午後六時半開演ということで他の会よりも三十分程度早い。それもあってなのか、最初に三十分ほど二人に前講の玉川奈みほさんを加えてのトークコーナーが設けられた。初めて聴く話もあって興味津々である。
トークコーナー イエス玉川・玉川太福・玉川奈みほ
阿漕が浦 玉川奈みほ・玉川みね子
不破数右衛門の芝居見物 玉川太福・玉川鈴
仲入り
国定忠治 山形屋乗り込み イエス玉川・玉川みね子
玉川一門は大岡政談の一つである「阿漕が浦」から覚え始めるのが普通なのだという。侠客ものを得意とする一門だが、最初にべらんめえ口調が入ってしまうと後から侍言葉がやれなくなるので、まずきっちりとしたお武家の話から入るのだそうだ。以上はトークコーナーで得た知識。これくらいは書いても大丈夫だろう。

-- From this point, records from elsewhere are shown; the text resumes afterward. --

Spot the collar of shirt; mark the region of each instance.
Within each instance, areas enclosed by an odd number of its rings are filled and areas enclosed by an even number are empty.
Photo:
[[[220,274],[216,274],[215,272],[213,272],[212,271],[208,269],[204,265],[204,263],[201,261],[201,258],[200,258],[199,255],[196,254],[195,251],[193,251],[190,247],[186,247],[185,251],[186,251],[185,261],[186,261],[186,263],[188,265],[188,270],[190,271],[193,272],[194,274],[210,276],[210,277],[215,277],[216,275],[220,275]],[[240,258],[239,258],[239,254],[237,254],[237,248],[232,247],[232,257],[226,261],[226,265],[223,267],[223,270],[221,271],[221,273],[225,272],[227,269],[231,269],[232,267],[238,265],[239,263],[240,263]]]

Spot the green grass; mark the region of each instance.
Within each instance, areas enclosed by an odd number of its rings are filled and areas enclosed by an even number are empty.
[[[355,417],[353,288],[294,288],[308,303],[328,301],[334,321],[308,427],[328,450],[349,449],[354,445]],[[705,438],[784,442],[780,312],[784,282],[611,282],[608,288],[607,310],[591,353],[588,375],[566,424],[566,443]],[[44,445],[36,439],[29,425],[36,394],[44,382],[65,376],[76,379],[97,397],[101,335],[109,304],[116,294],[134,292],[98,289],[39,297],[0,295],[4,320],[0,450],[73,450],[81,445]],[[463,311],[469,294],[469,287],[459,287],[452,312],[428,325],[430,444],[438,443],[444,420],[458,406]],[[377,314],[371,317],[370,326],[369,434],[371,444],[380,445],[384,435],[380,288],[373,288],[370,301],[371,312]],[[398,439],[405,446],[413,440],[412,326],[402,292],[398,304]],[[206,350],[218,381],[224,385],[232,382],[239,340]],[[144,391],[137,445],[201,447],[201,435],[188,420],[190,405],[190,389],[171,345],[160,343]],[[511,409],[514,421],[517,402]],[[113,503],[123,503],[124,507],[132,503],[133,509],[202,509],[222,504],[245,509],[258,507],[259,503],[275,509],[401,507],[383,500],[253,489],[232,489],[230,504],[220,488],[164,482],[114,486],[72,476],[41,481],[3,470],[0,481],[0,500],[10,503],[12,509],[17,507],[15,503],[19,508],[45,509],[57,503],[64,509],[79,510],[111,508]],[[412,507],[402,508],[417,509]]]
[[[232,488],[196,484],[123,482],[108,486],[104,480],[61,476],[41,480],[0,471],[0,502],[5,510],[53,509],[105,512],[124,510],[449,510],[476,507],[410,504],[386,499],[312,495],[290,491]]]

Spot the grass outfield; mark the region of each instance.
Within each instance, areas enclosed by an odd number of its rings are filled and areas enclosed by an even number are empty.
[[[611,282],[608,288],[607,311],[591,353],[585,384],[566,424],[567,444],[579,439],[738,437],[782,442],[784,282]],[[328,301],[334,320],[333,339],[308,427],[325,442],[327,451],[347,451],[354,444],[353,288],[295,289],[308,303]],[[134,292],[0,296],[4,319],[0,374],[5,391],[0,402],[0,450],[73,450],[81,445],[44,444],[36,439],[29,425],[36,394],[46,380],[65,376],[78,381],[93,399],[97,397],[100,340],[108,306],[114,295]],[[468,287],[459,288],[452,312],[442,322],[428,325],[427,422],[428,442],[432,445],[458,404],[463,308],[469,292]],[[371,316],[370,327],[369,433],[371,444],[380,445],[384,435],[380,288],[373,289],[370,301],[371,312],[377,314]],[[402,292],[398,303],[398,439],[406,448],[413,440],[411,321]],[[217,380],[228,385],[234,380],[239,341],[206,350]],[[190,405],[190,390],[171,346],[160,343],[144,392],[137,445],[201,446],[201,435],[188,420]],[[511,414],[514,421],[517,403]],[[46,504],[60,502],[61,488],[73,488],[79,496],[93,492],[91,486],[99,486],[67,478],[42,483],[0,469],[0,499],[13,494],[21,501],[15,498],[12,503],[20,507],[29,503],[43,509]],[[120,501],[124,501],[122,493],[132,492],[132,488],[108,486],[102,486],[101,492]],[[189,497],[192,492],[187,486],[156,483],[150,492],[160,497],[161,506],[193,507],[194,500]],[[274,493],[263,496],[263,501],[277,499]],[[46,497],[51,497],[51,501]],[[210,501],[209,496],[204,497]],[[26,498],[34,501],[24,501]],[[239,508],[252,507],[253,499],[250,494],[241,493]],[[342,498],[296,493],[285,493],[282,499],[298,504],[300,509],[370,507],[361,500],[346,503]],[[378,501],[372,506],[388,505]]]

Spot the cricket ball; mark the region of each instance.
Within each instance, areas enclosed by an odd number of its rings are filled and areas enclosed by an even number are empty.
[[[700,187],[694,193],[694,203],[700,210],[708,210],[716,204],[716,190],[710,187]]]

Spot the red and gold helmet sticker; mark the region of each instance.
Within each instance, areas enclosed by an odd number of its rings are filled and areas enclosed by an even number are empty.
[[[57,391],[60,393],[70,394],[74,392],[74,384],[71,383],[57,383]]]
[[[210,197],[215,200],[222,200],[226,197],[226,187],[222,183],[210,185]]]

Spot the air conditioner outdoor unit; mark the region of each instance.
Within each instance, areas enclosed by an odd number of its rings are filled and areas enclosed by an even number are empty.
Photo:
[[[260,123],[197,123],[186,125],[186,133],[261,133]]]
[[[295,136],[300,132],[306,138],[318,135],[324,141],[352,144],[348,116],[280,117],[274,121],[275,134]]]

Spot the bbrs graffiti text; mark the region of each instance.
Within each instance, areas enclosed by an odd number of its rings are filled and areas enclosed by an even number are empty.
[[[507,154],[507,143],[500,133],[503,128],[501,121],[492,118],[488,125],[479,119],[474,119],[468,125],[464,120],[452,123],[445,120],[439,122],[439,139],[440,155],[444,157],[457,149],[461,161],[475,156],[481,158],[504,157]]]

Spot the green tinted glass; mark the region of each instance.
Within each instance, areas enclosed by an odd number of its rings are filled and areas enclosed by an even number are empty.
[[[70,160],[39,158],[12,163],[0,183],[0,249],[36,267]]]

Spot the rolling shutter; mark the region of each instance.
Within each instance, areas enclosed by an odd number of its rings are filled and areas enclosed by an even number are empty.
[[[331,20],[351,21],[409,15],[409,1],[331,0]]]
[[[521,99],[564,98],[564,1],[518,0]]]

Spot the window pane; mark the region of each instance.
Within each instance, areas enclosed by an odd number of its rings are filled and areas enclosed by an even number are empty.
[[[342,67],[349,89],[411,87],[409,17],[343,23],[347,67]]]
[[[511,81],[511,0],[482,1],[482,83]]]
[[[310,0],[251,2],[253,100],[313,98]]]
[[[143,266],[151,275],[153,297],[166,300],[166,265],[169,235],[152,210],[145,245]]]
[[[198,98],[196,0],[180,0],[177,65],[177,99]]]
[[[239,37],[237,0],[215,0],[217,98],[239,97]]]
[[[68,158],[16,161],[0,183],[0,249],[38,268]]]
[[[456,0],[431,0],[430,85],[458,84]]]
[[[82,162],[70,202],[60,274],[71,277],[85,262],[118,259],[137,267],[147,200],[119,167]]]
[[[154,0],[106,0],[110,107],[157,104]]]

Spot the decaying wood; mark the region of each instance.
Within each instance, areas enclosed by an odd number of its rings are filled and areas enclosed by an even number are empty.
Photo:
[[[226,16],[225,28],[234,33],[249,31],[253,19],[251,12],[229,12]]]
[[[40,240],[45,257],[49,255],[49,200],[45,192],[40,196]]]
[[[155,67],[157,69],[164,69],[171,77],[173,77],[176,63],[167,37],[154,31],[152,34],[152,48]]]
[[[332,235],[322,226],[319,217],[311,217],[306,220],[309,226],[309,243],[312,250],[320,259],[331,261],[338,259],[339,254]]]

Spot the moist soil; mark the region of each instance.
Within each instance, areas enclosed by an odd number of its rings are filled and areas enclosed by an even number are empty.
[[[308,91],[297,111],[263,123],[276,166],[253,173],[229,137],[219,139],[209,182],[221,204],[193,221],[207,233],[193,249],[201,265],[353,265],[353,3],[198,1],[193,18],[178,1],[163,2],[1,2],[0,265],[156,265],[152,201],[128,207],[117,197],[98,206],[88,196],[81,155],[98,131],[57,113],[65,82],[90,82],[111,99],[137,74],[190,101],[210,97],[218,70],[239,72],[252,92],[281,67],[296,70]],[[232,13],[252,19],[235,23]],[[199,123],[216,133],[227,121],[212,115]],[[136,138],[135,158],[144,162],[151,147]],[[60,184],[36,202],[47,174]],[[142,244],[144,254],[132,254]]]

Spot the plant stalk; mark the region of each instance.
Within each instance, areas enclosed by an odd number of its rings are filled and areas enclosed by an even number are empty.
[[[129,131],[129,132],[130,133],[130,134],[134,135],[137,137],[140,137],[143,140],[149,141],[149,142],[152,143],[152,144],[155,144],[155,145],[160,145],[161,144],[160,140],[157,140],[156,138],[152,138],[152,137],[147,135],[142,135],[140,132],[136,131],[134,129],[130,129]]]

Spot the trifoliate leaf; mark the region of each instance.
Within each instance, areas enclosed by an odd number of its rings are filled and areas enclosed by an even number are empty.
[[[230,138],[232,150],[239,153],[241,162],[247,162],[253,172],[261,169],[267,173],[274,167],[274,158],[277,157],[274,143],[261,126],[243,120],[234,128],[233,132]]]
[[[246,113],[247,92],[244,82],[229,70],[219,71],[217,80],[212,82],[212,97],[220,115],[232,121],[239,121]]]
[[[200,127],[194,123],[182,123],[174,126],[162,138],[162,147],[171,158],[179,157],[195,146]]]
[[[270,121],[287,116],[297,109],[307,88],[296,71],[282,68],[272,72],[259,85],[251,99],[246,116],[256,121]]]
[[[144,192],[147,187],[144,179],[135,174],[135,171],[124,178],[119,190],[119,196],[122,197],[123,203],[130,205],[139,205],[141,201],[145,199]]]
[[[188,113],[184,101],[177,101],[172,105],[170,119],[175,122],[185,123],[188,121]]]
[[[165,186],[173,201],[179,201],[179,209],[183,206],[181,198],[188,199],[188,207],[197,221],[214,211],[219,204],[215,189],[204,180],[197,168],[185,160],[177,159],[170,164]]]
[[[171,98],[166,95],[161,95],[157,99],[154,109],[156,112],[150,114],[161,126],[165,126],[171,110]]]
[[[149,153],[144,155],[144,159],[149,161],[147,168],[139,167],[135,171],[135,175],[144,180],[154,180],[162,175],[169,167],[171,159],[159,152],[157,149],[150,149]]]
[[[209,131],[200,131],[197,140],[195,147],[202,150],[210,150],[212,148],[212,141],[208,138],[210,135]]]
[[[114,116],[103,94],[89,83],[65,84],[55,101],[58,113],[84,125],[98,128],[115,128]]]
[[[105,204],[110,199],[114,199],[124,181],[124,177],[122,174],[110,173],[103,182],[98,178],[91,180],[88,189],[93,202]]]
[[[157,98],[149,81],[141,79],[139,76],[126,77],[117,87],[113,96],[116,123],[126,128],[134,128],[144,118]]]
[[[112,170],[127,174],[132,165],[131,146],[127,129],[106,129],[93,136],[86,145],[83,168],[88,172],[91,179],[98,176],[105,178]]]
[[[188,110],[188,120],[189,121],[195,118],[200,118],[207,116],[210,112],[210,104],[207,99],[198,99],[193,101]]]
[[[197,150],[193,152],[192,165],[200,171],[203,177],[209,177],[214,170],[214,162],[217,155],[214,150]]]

しかし太福さんの場合は、なぜか師匠に「不破数右衛門の芝居見物」を勧められたのだとか。ニンに合っているという言い方があるが、粗忽者の話であって太福さんにはぴったりという印象がある。なぜこれを勧めたのか、福太郎さん存命であればお聴きしたいところだがもう叶わない。この日も熱演で大いに盛り上がった。
「山形屋」は三代目譲りのネタで、全篇を悠々と演じられた。途中で「師匠がこの節を唸ると会場からは割れんばかりの拍手が」と促すかのような一言があったかと思ったら「でも師匠が『いや、イエス、違うぞ。すぐにくる拍手は本物じゃない。本当の拍手は聞きほれて一瞬静まりかえったあとでくるものだ』」と二段落ちの指示があり、観客は操られたように大拍手。すると「別に催促されからといって拍手すりゃいいってもんじゃない」と見事に落ちをつけられた。かすれたいい感じの節に聞きほれておしまい。最後におまけのコーナーもあって、散会となった。
去年は10月だかの大型台風の前年にイエス玉川独演会として開催されたのであった。ファックスで予約を入れたので、台風のさなかにイエスさんから安否を気遣うお電話を頂戴し、大恐縮したっけ。来年も無事に開催できますように。